Reliable trade winds throughout the season, which runs from December to May, make Antigua and Barbuda a great yacht charter destination. Coral reefs and abundant marine life make for great snorkelling and scuba diving.
Antigua offers all the types of yacht charter; bareboat charter, skippered and crewed yachts, catamaran, sail and motor and super yacht charter.
Antigua has an international airport, with daily flights from many cities throughout the world. The East Caribbean dollar is the official currency but both US Dollars and Euros are used and major credit cards may be accepted in hotels, restaurants and some shops.
Creole cusine predominates on the islands. The national dish of Antigua is fungie and pepper pot. Fungie is a dish almost entirely made from cornmeal and very similar to the Italian polenta. Other local dishes include ducana, seasoned rice, saltfish and lobster from Barbuda. There are also local confectionaries which include: fudge, peanut brittle, raspberry and tamarind stew and sugarcake. Good international cusine is also widely available.
Antigua is home to the famous English Harbour that lies on the island’s southern coast. Nearby Shirley Heights is famous for “Jump Up”, BBQs and punch parties with live music and dancing.
To the east of English Harbour is Falmouth Harbour, major yachting centre in its own right. Home to Nelson’s Dockyard, the only working Georgian dockyard in the world. There is a museum dedicated to Admiral Lord Nelson who used English Harbour as his Caribbean base in the late 18th century. Nelsons Dockyard is an active yachting centre and the bay now has three large marinas and the Antigua Yacht Club.
Green Island, at the mouth of Nonsuch Bay on Antigua’s east shore, offers an unspoilt anchorage.
St. John’s is the capital of Antigua and lies on the islands west coast. Here you will find good provisioning. Five Island Harbour, just south of St.

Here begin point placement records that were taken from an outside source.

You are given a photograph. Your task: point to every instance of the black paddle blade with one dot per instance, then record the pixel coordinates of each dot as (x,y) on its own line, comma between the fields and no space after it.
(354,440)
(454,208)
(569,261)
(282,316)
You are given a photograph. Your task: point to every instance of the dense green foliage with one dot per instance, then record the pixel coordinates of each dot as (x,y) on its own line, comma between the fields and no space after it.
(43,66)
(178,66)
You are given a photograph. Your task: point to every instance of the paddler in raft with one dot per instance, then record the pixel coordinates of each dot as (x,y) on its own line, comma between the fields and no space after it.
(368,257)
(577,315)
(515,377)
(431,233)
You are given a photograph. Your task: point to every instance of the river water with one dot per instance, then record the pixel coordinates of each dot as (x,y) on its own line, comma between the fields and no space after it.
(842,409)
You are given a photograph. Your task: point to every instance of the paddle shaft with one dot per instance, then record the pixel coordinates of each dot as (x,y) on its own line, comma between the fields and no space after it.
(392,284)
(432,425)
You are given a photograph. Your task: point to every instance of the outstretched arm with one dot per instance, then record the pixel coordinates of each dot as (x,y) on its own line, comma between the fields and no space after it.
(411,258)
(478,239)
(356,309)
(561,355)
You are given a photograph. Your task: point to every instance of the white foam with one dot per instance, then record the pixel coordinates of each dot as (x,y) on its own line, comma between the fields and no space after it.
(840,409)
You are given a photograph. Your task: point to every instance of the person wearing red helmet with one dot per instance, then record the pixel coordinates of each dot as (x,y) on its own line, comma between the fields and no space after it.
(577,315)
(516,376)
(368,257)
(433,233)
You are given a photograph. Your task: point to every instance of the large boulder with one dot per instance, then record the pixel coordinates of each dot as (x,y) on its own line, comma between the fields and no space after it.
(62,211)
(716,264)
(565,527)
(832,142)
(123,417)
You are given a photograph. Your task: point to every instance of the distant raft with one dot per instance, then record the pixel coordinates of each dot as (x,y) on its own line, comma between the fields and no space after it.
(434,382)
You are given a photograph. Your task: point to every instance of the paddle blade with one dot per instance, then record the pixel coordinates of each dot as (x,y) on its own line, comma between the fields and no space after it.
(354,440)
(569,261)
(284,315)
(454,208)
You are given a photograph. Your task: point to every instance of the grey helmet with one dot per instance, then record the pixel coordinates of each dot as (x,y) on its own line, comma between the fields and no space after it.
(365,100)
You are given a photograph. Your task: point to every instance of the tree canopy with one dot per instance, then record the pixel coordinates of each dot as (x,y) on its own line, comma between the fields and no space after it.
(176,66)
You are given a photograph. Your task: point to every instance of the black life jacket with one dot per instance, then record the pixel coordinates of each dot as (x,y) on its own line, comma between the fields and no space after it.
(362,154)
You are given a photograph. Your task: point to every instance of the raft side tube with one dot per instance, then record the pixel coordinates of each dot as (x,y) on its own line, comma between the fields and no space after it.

John’s, offers a choice anchorages in which good shelter can be found whatever the winds direction.
Jolly Harbour, on the south coast is a large complex of boatyards, marinas, restaurants, and shops.
Redonda, Antigua’s out-island, lies 30 miles to the southeast. It is completely uninhabited
Barbuda lies 20 miles to the north of Antigua and offers good sailing and a number of lovely anchorages on its west and south sides. Codrington Lagoon is on the west side and is seven miles long with pink sandy beaches. Codrington, Barbuda’s largest town is worth a visit while here. Many other pleasant beaches can be found on the island often covered with shells.
Every April sees the Antigua Classic Yacht Regatta, hosted by the Antigua Yacht Club. And in May there is the Rolex Antigua Sailing Week. This local sailing week has grown into an international event attracting competitors from the world over and combines top quality yacht racing and an unforgettable social scene.